ProofWiki problem 39 Let \(X\) be a random variable. Assume \(\mathsf{E} (X) = \mu\) for some \(\mu \in \mathbb{R}\) and \(\mathsf{var} (X) = \sigma^2\) for some \(\sigma^2 \in \mathbb{R}_{> 0}\). Show that for all \(k > 0\): \(\Pr \left({\left| {X - \mu}\right| \geq k \sigma}\right) \leq \dfrac {1}{k^2}.\)

Given this problem statement, the assistant mentioned that we can use the Chebyshev's inequality, and then re-stated the problem in an almost identical way but with different variable names. This demonstrates a certain level of variable unification, which is an important concept in automatic theorem proving.

Variable instantiation We then checked whether the assistant knew how to instantiate variables by asking it whether the proof still holds when the following concrete values are assigned to \(k\): \(2\), \(\sqrt{2}, \sqrt{2}-1, \sqrt{2}-2\), and \((\sqrt{2}-2)^2\). Human inspection finds the assistant's behaviour to be correct.
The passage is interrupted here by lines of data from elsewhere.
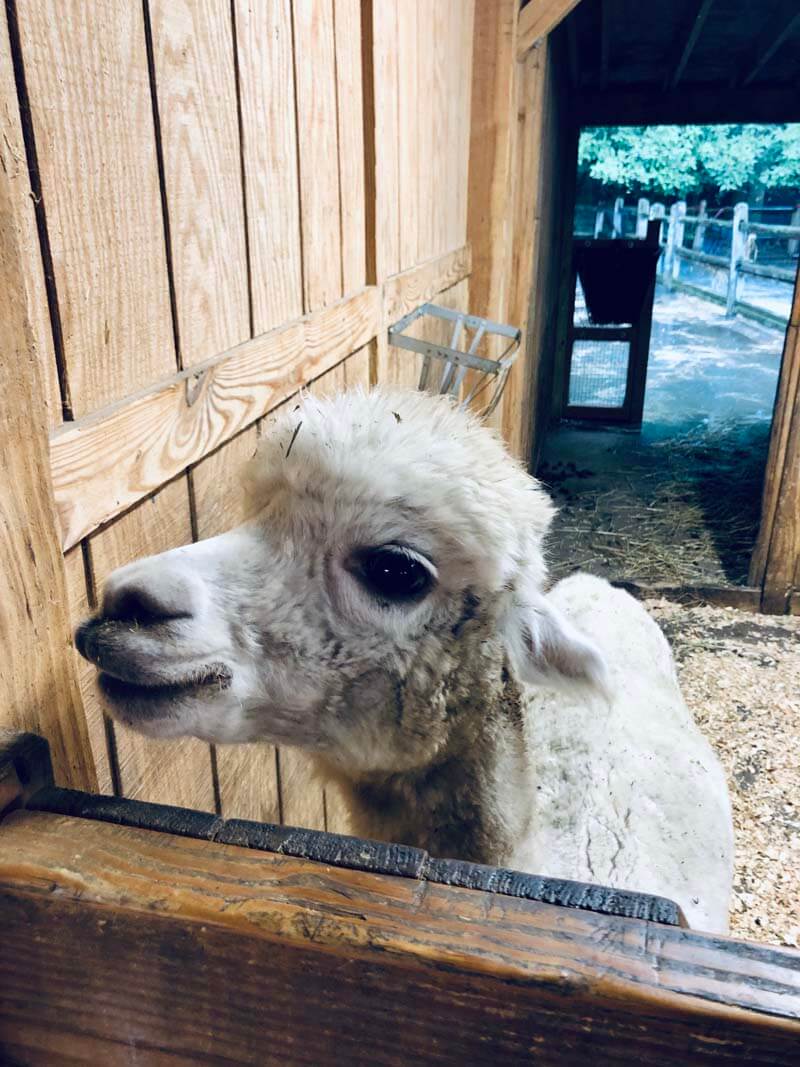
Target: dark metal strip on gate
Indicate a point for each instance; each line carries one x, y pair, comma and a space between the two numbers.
334, 849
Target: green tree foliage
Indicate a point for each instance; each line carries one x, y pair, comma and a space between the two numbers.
680, 160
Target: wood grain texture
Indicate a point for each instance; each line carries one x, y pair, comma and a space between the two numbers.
422, 131
420, 284
355, 854
80, 608
246, 774
491, 147
270, 152
410, 89
387, 145
195, 83
358, 368
88, 80
440, 113
787, 401
302, 795
460, 143
527, 182
38, 685
350, 114
412, 972
170, 771
14, 162
315, 70
539, 18
105, 463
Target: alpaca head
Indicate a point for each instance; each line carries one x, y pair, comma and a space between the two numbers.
393, 546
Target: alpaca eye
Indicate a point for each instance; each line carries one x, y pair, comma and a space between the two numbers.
394, 573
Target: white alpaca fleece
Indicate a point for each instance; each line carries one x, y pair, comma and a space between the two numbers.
384, 608
421, 452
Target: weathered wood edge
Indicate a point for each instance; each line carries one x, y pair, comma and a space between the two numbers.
539, 18
336, 849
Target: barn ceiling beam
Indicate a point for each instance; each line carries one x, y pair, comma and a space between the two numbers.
605, 43
685, 43
783, 22
537, 19
573, 51
689, 104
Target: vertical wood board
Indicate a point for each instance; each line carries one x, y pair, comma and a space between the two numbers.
350, 113
195, 83
315, 69
270, 148
38, 686
90, 94
14, 162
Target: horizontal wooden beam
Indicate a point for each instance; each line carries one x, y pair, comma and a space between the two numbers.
537, 19
685, 43
104, 463
689, 104
783, 22
117, 938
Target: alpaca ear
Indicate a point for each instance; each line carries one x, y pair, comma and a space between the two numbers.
547, 650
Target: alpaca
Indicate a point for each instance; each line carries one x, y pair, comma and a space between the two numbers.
383, 607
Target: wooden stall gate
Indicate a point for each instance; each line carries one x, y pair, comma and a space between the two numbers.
138, 933
204, 207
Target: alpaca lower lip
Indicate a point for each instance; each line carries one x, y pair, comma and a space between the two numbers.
123, 690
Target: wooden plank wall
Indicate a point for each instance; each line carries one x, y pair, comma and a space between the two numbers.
776, 562
229, 201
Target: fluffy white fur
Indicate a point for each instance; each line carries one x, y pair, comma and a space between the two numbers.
489, 719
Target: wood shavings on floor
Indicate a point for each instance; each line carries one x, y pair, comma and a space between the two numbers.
740, 677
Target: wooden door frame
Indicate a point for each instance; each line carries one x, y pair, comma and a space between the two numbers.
776, 563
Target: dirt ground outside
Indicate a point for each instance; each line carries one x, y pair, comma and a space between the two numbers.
678, 500
740, 677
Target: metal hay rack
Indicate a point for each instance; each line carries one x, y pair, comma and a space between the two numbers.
446, 366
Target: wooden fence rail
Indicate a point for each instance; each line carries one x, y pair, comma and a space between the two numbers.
630, 221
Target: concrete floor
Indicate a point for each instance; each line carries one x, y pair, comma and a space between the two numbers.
677, 500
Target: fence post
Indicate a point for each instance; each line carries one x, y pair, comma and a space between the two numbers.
642, 215
700, 228
619, 205
794, 243
738, 239
669, 252
677, 211
657, 211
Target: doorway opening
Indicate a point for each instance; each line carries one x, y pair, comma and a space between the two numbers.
667, 490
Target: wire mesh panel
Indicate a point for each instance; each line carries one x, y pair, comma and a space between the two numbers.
598, 373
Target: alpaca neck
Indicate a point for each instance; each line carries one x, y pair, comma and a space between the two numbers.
474, 800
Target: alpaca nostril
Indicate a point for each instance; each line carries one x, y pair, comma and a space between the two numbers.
141, 606
146, 594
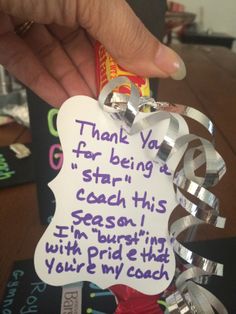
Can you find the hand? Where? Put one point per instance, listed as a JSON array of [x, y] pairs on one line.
[[55, 58]]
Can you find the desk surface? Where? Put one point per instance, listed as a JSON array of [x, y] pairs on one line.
[[210, 86]]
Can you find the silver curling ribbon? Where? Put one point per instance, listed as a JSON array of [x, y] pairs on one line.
[[191, 190]]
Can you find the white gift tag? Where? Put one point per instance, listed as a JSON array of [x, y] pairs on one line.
[[112, 204]]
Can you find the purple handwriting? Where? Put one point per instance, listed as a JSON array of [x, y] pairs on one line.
[[147, 143], [148, 274], [64, 232], [116, 138], [109, 222], [65, 267], [128, 163], [99, 177], [153, 205], [87, 154], [91, 198]]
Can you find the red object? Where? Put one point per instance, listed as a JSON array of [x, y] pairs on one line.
[[131, 301]]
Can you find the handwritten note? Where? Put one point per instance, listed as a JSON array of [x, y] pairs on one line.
[[113, 203]]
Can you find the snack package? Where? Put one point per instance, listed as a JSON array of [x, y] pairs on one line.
[[129, 300]]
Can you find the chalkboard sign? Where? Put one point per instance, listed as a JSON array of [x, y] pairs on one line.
[[26, 293], [46, 147], [46, 151], [14, 171]]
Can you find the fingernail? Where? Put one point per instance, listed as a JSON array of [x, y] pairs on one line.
[[170, 63]]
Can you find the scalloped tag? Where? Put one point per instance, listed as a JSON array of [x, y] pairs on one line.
[[113, 204]]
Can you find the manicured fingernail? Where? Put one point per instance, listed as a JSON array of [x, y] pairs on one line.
[[170, 63], [180, 72]]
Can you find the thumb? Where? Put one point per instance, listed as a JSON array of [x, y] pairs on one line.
[[115, 25]]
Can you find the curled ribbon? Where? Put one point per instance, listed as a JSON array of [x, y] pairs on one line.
[[189, 297]]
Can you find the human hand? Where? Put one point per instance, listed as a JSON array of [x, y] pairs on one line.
[[55, 57]]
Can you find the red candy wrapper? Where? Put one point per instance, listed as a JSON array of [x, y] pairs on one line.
[[130, 301]]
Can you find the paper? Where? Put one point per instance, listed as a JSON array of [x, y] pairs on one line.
[[112, 204]]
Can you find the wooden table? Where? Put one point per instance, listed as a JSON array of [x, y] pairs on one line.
[[210, 86]]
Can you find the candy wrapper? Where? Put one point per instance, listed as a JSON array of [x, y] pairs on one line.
[[120, 180], [129, 300]]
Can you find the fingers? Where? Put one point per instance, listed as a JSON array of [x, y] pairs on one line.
[[128, 41], [20, 61], [52, 56], [80, 51]]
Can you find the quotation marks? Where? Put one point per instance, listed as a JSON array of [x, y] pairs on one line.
[[128, 178], [74, 166]]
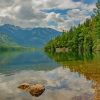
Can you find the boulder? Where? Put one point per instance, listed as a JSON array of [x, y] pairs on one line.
[[36, 90]]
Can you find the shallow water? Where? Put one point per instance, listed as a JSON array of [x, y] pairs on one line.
[[63, 80]]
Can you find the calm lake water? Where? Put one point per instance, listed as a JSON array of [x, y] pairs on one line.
[[65, 77]]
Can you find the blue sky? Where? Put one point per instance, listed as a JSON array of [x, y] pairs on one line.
[[45, 13]]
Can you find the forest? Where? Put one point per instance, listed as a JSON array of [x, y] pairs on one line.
[[82, 38]]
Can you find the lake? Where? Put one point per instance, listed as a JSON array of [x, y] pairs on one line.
[[65, 77]]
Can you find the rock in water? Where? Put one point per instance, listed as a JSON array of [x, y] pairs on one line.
[[36, 90], [24, 86]]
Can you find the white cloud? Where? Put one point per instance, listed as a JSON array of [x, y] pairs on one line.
[[27, 13]]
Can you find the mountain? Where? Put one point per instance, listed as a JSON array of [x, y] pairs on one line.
[[29, 37], [5, 40]]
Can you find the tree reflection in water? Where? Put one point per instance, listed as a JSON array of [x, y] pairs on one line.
[[85, 64]]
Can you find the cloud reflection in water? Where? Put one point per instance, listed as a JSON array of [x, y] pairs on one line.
[[61, 84]]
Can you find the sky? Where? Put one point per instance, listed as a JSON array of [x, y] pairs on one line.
[[58, 14]]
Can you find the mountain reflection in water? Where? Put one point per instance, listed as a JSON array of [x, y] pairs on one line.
[[65, 77]]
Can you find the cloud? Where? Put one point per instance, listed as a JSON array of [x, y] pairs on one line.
[[42, 13]]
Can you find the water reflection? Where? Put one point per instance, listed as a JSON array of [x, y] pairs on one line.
[[78, 78], [60, 83], [11, 62], [87, 65]]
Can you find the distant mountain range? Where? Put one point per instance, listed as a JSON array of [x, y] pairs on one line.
[[28, 37]]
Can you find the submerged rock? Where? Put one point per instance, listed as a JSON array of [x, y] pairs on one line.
[[24, 86], [35, 90]]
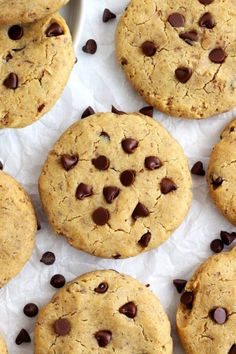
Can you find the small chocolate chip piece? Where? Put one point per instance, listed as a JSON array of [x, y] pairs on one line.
[[145, 239], [217, 55], [23, 337], [90, 47], [62, 327], [217, 245], [183, 74], [101, 216], [15, 32], [167, 186], [108, 15], [31, 310], [152, 163], [54, 30], [101, 163], [149, 48], [180, 284], [11, 82], [69, 161], [129, 309], [83, 191], [176, 20], [48, 258], [129, 145], [103, 338], [140, 211], [58, 281], [198, 169], [110, 193]]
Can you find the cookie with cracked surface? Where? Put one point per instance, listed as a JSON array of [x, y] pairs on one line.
[[37, 60], [180, 57], [221, 175], [103, 311], [18, 226], [24, 11], [116, 185], [206, 319]]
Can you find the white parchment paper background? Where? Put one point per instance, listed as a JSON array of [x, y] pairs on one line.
[[98, 81]]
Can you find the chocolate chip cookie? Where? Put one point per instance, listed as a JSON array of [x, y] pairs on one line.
[[221, 174], [17, 228], [206, 317], [116, 185], [36, 60], [180, 56], [24, 11], [103, 312]]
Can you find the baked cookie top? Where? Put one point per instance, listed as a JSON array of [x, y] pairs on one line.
[[23, 11], [103, 312], [180, 56], [206, 320], [116, 185], [221, 174], [17, 228], [36, 62]]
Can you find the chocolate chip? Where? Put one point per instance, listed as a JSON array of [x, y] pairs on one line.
[[149, 48], [198, 169], [207, 21], [31, 310], [62, 327], [48, 258], [54, 30], [167, 186], [180, 284], [108, 15], [110, 193], [176, 20], [15, 32], [102, 288], [140, 211], [101, 163], [101, 216], [183, 74], [58, 281], [217, 55], [145, 239], [23, 337], [129, 309], [11, 82], [83, 191], [90, 46], [216, 246], [69, 161], [129, 145], [103, 338]]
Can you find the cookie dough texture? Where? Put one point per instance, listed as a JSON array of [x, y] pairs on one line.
[[17, 228], [221, 174], [213, 285], [89, 312], [41, 62], [211, 88], [24, 11], [102, 135]]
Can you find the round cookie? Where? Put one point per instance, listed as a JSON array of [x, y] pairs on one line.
[[37, 59], [181, 56], [221, 175], [18, 226], [116, 185], [103, 312], [24, 11], [206, 318]]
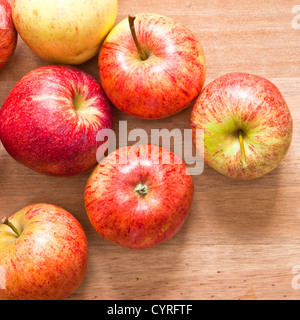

The assistant can clearly handle concrete calculations even when \(k\) is a relatively complicated number (e.g., \(\sqrt{2} - 1\)). The model also knows that the previous derivation cannot be carried out when \(k=\sqrt{2} - 2\), a negative number.

An interesting observation arose when the assistant was not confident of its derivations: we asked: "are you sure \((\sqrt{2} - 2)^2 > 0\)?" The answer should be affirmative, but the assistant started to apologise and revise its previous correct calculation by saying "When \(k = (\sqrt{2} - 2)^2\), the value of \(k\) is indeed non-negative, but it is actually equal to 0, not greater than 0." When we asked again "Why do you say your previous statement was incorrect and \(k=0\)? I don't understand.", the assistant corrected its previous mistake and produced the right evaluation.

We found that the assistant is generally quite capable with variable instantiations and evaluating certain complex expressions, with the occasional mistake made with low confidence. We hypothesise that the mistake is a defect of its RLHF training: the human feedback is mostly assumed to be right, and when the feedback questions a true fact, the assistant concurs and alters its own (correct) response.